大相撲に、大きな歴史の1ページが刻まれた。前相撲からわずか10場所目の新入幕・尊富士が、強い精神力で賜杯をもぎ取った。入門から10場所での優勝は史上最速、新入幕力士の優勝は実に110年ぶりの快挙と、記録づくめの優勝だ。角界の内外が沸いた。

前に出て攻めた相撲「ここで負けたら意味がない」

十四日目、取組後に右の足首を負傷し、その出場さえも危ぶまれた尊富士。休場しても優勝の可能性は残されており、出場するか否かが注目されていた。しかし、自らの脚で歩いて場所入り。「15日間土俵に上がることが力士としての務めだと思った」「このケガではたいした相撲が取れないんじゃないかと思われると思いましたが、ここで負けたら15日間皆さんが大阪場所に足を運んできた意味がないと思ったので、自分で考えて(土俵に)上がりました」という、強い決意での出場だった。

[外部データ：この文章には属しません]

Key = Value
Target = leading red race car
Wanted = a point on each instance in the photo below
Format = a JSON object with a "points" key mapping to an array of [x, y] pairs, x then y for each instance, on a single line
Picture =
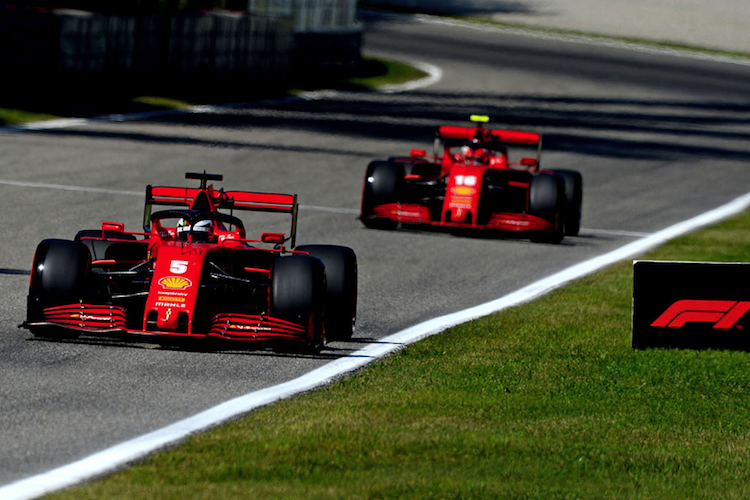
{"points": [[474, 185], [193, 273]]}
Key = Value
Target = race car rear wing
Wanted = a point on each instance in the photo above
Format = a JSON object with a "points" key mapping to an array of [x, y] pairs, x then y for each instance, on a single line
{"points": [[207, 199]]}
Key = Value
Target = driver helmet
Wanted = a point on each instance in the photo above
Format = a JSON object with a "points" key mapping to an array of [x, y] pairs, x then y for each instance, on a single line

今場所好調の豪ノ山との対戦は、その強い精神力が現れた一番だった。立ち合いから強く当たって相手を組み止め、右上手を取って一気に寄る。その上手が切れて豪ノ山が踏みとどまるが、そこでも止まらず前に攻め、最後は体が離れて押し倒し!思わず安堵の笑みがこぼれる。休場でも優勝の可能性のあった尊富士が、自らの手で、偉大な優勝を勝ち取った瞬間だった。

心優しい尊富士のインタビューが胸を打つ

数々の記録を打ち立てた尊富士は、土俵下での優勝インタビューで、母や応援してくれる周囲への思いを語った。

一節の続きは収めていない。